MDM systems can be federated, integrated or hybrid, reflecting a combination of the first two fundamental architectures. These three types of system's characteristics are as follows:
- Federated MDM cross-references key identifying information from participating systems to implement a registry-style solution. The main benefit of a federated solution is nonintrusiveness on participating systems which maintain their original context.
- Integrated MDM stores all master data information from all participating systems in a centralized MDM repository. This centralized repository houses the "gold copy" of all master data information. The main benefit of the integrated approach is that it provides the most complete, accurate and consistent single view of master data.
- Hybrid MDM stores common data elements from participating systems creating a "light gold copy" of master data, while disparate elements are referenced from their original system of record. The benefit and drawback of the hybrid solution is the partial combination of the federated and integrated benefits.
Service-Oriented Architecture (SOA)
From a systems design perspective, SOA is an architectural approach based on distributed computing principles. SOA has numerous other aspects in topics as diverse as business process design and IT governance. However, these aspects go beyond the scope of this article.
As an architectural paradigm, the participating components of a SOA system include service providers, service consumers, intermediary services and registries. A service provider publishes a service in the registry to be consumed by a service consumer who can identify the interface, purpose and location of the service from the registry. Intermediary services intercept and handle operations that are common across services and can be leveraged instead of recreated every time. Typical intermediary services include authentication, auditing, logging, monitoring, message routing, etc. All communications are performed through commonly agreed upon standards (UDDI, SOAP, WSDL, XML, HTTP/SSL). The design principles governing SOA are primarily object-oriented paradigms extended to address the service-oriented requirements. These service design principles include loose coupling, service contract, abstraction, composability, autonomy, reusability, statelessness and discoverability.

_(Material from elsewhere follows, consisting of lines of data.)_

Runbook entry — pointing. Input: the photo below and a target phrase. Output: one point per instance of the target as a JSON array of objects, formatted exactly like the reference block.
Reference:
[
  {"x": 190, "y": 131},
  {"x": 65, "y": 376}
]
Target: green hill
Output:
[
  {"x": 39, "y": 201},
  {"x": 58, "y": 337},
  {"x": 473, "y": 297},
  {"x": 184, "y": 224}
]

Services access information from a data services layer. A data services layer provides an abstraction layer between producers and consumers of data. The data services layer presents consumers with a virtual, aggregated view of data from multiple data sources in a consistent and centralized fashion. The layer's interface supports all consumers (human, application, external parties or business services) while providing agility to data source providers.
The benefits of a data service layer are many. Consumers are insulated from complexity, location and changes of source data systems through abstraction. Providers have the flexibility to change underlying data schemas without impacting consumers through abstraction. Companies can centrally manage, monitor, measure and report on the enterprise view of the data and metadata.
The three main categorizations of services in the data services layer are: enterprise data services, enterprise metadata services and enterprise data platform services.
- The enterprise data services area encompasses all services around data. For example, a request to be addressed by this area would be: Retrieve "gold copy" of customer "A" record.
- The enterprise metadata services area includes all services around metadata. This area would address items such as: Retrieve master data schema of customer "A" record.
- The enterprise data platform services area supports all services around the platform including management, monitoring, reporting, etc. An example of a request here would be: Retrieve MDM system, quality of service targets.
Services are defined within each area based on function as shown in Figure 1. Within each service and across all three areas, methods for search, access, create, update, delete, manage, monitor and reporting functionality should be evaluated for applicability and realization.
Figure 1: Data Services Layer
MDM Meets SOA
MDM and SOA evolved separately, but share many design principles.
- Contract first applies to interfaces in MDM and service definition in SOA.
- Reusability applies to data through conformance in MDM and services through SOA principles in SOA.
- Discoverability applies to data through master data repository in MDM and services through registry in SOA.
- Abstraction applies to source system complexity and MDM and underlying service complexity under SOA.